Module Overview
This module frames the full LLM development lifecycle so that every later fine-tuning technique has a place in the pipeline. It distinguishes pre-training from post-training, explains why base models require adaptation, and dives into continued pre-training for domain adaptation alongside the modern multi-token prediction objective.
Learning Objectives
- Separate the pre-training and post-training phases and state what each contributes.
- Explain why a base model is not directly useful for instruction-following tasks.
- Recall the CLM, MLM, and Prefix-LM training objectives and where each applies.
- Describe data curation and filtering challenges at pre-training scale.
- Decide when Continued Pre-Training is warranted versus moving directly to SFT.
Topics Covered
Modern LLM Development Lifecycle
- Pre-training vs post-training — the two-phase view
- What pre-training produces (the base model)
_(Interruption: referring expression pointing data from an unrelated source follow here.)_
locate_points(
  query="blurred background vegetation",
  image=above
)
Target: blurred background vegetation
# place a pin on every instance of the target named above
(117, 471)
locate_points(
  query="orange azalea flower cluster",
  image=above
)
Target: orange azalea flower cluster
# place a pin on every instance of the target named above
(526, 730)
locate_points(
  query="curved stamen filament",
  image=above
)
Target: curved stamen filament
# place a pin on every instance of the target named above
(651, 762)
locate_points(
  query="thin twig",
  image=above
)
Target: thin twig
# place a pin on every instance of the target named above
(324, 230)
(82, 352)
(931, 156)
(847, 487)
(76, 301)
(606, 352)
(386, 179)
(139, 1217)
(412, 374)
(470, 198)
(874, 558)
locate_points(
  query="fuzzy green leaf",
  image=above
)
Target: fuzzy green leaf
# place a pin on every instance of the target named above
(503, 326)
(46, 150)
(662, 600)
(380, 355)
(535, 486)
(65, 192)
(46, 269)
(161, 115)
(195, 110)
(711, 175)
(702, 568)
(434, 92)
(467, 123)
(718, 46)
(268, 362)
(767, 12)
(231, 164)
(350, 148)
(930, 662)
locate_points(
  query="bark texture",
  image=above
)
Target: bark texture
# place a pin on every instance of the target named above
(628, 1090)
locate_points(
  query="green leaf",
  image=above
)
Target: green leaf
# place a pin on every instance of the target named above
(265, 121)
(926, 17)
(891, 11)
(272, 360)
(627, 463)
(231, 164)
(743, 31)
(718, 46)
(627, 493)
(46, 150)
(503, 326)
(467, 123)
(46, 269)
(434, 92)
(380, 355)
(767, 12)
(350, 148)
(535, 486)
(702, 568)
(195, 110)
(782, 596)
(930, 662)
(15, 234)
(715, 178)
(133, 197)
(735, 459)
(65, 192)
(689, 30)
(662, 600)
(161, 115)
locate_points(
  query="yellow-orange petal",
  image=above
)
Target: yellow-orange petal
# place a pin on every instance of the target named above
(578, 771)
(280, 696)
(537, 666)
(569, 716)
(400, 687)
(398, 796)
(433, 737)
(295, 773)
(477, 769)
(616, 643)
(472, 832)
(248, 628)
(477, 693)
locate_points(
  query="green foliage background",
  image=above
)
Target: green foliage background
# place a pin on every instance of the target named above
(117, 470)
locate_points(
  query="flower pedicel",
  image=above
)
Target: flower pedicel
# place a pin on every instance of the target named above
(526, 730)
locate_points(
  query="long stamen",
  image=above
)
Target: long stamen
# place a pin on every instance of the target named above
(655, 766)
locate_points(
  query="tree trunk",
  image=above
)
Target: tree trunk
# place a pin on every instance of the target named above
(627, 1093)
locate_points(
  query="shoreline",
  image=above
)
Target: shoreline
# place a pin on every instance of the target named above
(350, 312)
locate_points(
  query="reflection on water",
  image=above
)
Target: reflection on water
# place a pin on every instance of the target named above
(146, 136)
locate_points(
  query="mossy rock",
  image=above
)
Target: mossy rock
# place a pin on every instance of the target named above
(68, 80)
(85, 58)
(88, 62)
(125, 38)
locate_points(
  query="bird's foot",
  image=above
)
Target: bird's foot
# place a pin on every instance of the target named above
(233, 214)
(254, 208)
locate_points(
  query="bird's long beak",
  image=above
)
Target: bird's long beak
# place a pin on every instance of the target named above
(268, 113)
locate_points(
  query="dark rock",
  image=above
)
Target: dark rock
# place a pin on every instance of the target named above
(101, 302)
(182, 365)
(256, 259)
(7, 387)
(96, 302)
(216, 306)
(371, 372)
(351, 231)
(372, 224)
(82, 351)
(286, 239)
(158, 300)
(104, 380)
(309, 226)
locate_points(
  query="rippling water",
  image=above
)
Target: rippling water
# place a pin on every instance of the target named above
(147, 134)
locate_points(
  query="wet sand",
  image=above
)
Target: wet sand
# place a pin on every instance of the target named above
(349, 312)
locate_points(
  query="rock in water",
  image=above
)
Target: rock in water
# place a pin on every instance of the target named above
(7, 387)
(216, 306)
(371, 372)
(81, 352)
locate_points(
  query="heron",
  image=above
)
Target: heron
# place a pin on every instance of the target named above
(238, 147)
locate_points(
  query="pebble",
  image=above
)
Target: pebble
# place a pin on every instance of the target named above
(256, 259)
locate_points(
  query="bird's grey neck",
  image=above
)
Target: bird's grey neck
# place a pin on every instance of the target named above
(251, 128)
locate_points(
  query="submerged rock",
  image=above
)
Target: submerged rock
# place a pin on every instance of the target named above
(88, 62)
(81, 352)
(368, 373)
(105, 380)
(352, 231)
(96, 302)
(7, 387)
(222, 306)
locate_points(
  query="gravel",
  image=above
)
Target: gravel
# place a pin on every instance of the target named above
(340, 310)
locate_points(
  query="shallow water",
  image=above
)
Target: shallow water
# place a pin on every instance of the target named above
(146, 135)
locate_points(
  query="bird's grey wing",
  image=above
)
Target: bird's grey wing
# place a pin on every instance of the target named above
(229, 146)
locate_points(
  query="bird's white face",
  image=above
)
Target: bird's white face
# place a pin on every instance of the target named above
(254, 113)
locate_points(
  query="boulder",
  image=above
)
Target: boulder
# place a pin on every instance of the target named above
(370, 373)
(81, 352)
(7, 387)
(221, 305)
- Why base models are not useful out of the box
- Training objectives recap: Causal LM (CLM), Masked LM (MLM), Prefix-LM
Pre-Training Deep Dive
- Data curation and filtering at scale
- Continued Pre-Training (CPT) for domain adaptation
- The compute budget problem (links back to scaling laws)
- When CPT is needed vs jumping straight to SFT
- Multi-Token Prediction (MTP)
Key Concepts & Terminology
Base model vs instruct model, domain shift, data mixture, deduplication, token budget, next-token vs multi-token objectives.
Tools & Frameworks Referenced
Large-scale pre-training corpora and data-filtering pipelines (conceptual); domain-adaptation workflows.
Prerequisites
Module 03 (scaling laws), general ML training fundamentals.